Bespreek de strafbaarheid van Karlieke. Bespreek, indien u tot aansprakelijkheid concludeert, de maximumstraf die opgelegd kan worden. (6 punten)

Vraag 4

Omschrijf wat wordt verstaan onder een zogenaamde ‘voltooide poging’? (4 punten)

Janny gaat met man Theo naar een schuurfeest. Daar aangekomen ziet ze tot haar schrik dat Erna ook aanwezig is. Erna staat bekend als een ware mannenverslindster en Janny vreest dat Erna achter haar Theo aan zal gaan. Zij weet dat Theo Erna ook wel ziet zitten, omdat hij regelmatig over haar praat in zijn slaap. Alie besluit Erna aan te spreken en smeekt haar Theo niet af te pakken. “Jij kunt heel veel mannen krijgen en ik vind waarschijnlijk nooit meer een ander.” Erna trekt zich niets van de smeekbede aan en wanneer Janny uit haar dak gaat op de dansvloer grijpt ze haar kans. Erna vraagt of Theo buiten brommers wil kijken. Theo heeft daar wel oren naar en vertrekt met Erna naar buiten. Janny heeft al snel door dat Theo weg is en vindt hem buiten zoenend met Erna. Er knapt iets in Janny. Janny pakt een hooivork en stormt op het duo af. In het gevecht dat volgt, delft Erna uiteindelijk het onderspit. Tijdens een worsteling waarbij de dames over en weer aan elkaars haar trekken, probeert Erna haar hoofd weg te trekken. Ze komt daarbij met haar oog tegen een van de vlijmscherpe tanden van de stevig door Janny vastgeklemde hooivork aan. Ze verliest daardoor het zicht aan een van haar ogen. Janny wordt vervolgd wegens het culpoos veroorzaken van zwaar lichamelijk letsel als bedoeld in art. 308 lid 1 Sr. Uit de gedragskundige rapportages komt naar voren dat Janny ten tijde van het delict heeft gehandeld onder invloed van een ernstige psychische stoornis. In de optiek van de gedragsdeskundigen valt het gedrag dat volgde na het ontdekken van het zoenende tweetal niet aan Janny toe te rekenen vanwege de psychische stoornis. De rechter kan zich vinden in het oordeel van de gedragsdeskundigen.

Vraag 5

Geef gemotiveerd aan tot welke uitspraak de rechter zal komen. (5 punten)
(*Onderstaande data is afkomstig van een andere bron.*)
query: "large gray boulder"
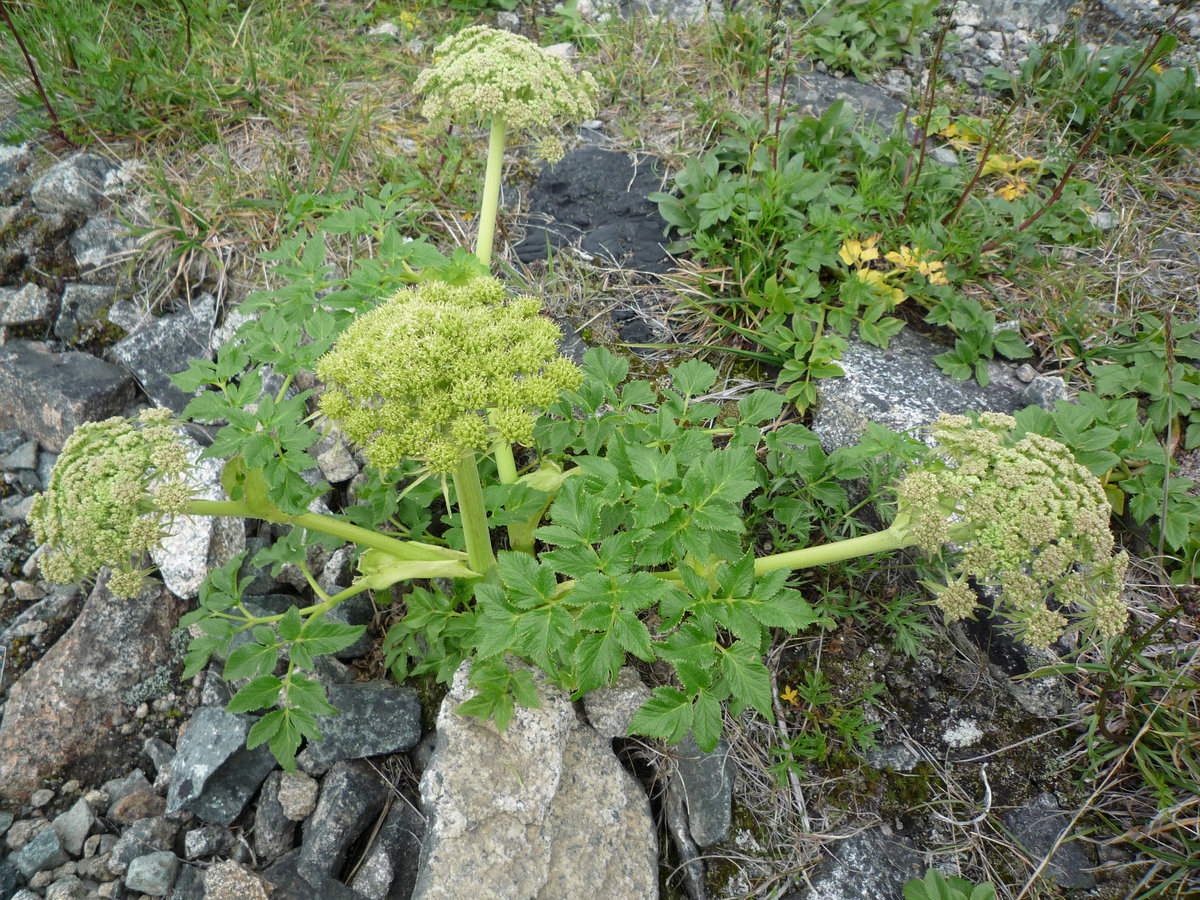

Moniek heeft grote schulden vanwege haar shopverslaving. Daarom maakt ze een plan om de buurtsuper te overvallen. Ze regelt een bivakmuts en koopt een pistool, zodat ze de caissière kan bedreigen. Ze vraagt Esther om een oogje in het zeil te houden vóór en tijdens de beroving. Moniek vertelt Esther dat ze de caissière zal bedreigen met een mes, omdat ze bang is dat Esther niet mee zou willen doen als ze zou weten dat er een pistool in het geding is. Esther wacht achter een boom totdat de buurtsuper bijna afsluit. Als dat het geval is, geeft ze Moniek een seintje dat de kust veilig is. Vervolgens rent Moniek naar binnen en roept: “geef al het geld, nu!” en duwt het pistool tegen het hoofd van de caissière (Emmely). Emmely is tevens de eigenaresse van de buurtsuper. Het is nu al de vierde keer dat iemand haar zuurverdiende geld afhandig wil maken. Omdat ze al eerder overvallen is, heeft zij een gummiknuppel tussen de loopband en de muur liggen. Emmely grijpt naar de gummiknuppel en slaat met volle kracht het pistool uit de handen van Moniek. Ongelukkigerwijs gaat daardoor het pistool af. De kogel ketst tegen een paal en boort zich in het voorhoofd van Emmely. Even later blaast Emmely haar laatste adem uit. Moniek wordt vervolgd in het kader van art. 312 Sr.

Vraag 6

Bespreek de strafbaarheid van Esther ten aanzien van medeplichtigheid. Bespreek, indien u tot aansprakelijkheid concludeert, de maximumstraf die opgelegd kan worden. (6 punten)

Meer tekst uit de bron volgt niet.